# (resolved)Driver needed Audigy SBO160



## Barry88 (Apr 28, 2007)

I have installed a SoundBlaster Audio card into my Windows 2000 computer. The card has on it Audigy and Number SBO160 on it and was built 2001.

For some reason I do not have a driver for it and have searched the internet for one without success. Those downloaded have not matched the card.

Does anyone know what driver will work with this card?

Thanks

Barry


----------



## Deleted090308 (Jan 25, 2007)

*Re: Driver needed Audigy SBO160*

Hi and welcome to TSF,
Have you tried Creative's *auto update*?

Nicholas


----------



## Barry88 (Apr 28, 2007)

*Re: Driver needed Audigy SBO160*

I have spent quite some time on the creative site but there is no record of SBo160. I tried a couple of drivers but they did not work. Perhaps I will have to try them "all" in turn. 
Unless there is something special about "auto update". 

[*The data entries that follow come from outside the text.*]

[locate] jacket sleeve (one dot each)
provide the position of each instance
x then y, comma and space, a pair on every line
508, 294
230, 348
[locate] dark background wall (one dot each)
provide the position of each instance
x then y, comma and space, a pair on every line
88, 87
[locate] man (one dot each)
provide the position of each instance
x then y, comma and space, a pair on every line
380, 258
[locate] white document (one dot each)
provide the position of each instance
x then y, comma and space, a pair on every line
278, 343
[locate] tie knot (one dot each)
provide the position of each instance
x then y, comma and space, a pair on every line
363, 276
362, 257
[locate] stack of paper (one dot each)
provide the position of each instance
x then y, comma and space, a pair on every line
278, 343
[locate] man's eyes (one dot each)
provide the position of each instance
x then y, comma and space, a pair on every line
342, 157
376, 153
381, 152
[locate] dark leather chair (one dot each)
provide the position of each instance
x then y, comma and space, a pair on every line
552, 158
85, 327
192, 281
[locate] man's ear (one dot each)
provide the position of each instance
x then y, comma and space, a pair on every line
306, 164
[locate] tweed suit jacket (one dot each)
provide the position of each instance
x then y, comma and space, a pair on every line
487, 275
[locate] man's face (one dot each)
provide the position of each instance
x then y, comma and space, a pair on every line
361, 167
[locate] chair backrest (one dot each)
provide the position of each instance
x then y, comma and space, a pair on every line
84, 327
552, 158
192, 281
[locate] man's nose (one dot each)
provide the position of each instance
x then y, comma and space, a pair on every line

I'll give it a go. Thanks for your response

Barry
Australia


----------



## Deleted090308 (Jan 25, 2007)

*Re: Driver needed Audigy SBO160*

AutoUpdate will detect your card and find drivers/updates (I just tested it with my card - Audigy2).


----------



## Barry88 (Apr 28, 2007)

*Re: Driver needed Audigy SBO160*

Thanks Eneles.

I did not see the auto facility before.

Clicked on that and driver downloaded.

After adjusting settings here and there it now all works well.

So simple when you know how 

Thanks again

Barry


----------



## Deleted090308 (Jan 25, 2007)

*Re: Driver needed Audigy SBO160*

Good news :smile:


----------



## Korpsaw (Sep 8, 2008)

Barry88 said:


> I have installed a SoundBlaster Audio card into my Windows 2000 computer. The card has on it Audigy and Number SBO160 on it and was built 2001.
> 
> For some reason I do not have a driver for it and have searched the internet for one without success. Those downloaded have not matched the card.
> 
> ...


Hello. I have been using this card as well. I can't seem to find any posts about this. I have verified all connections, updated drivers, changed drivers, KX and so forth..nothing to do. I do not understand. I am currently using an M-Audio card to bypass the filthy static sound coming from this card and/or it's drivers. If I listen to music, the static is hard to detect, but when in game..(i.e: Battlefield 2) static static and pop pop..unreal. totally frustrating. I am using a sound blaster Audigy SB0160. That's all the info I have.


----------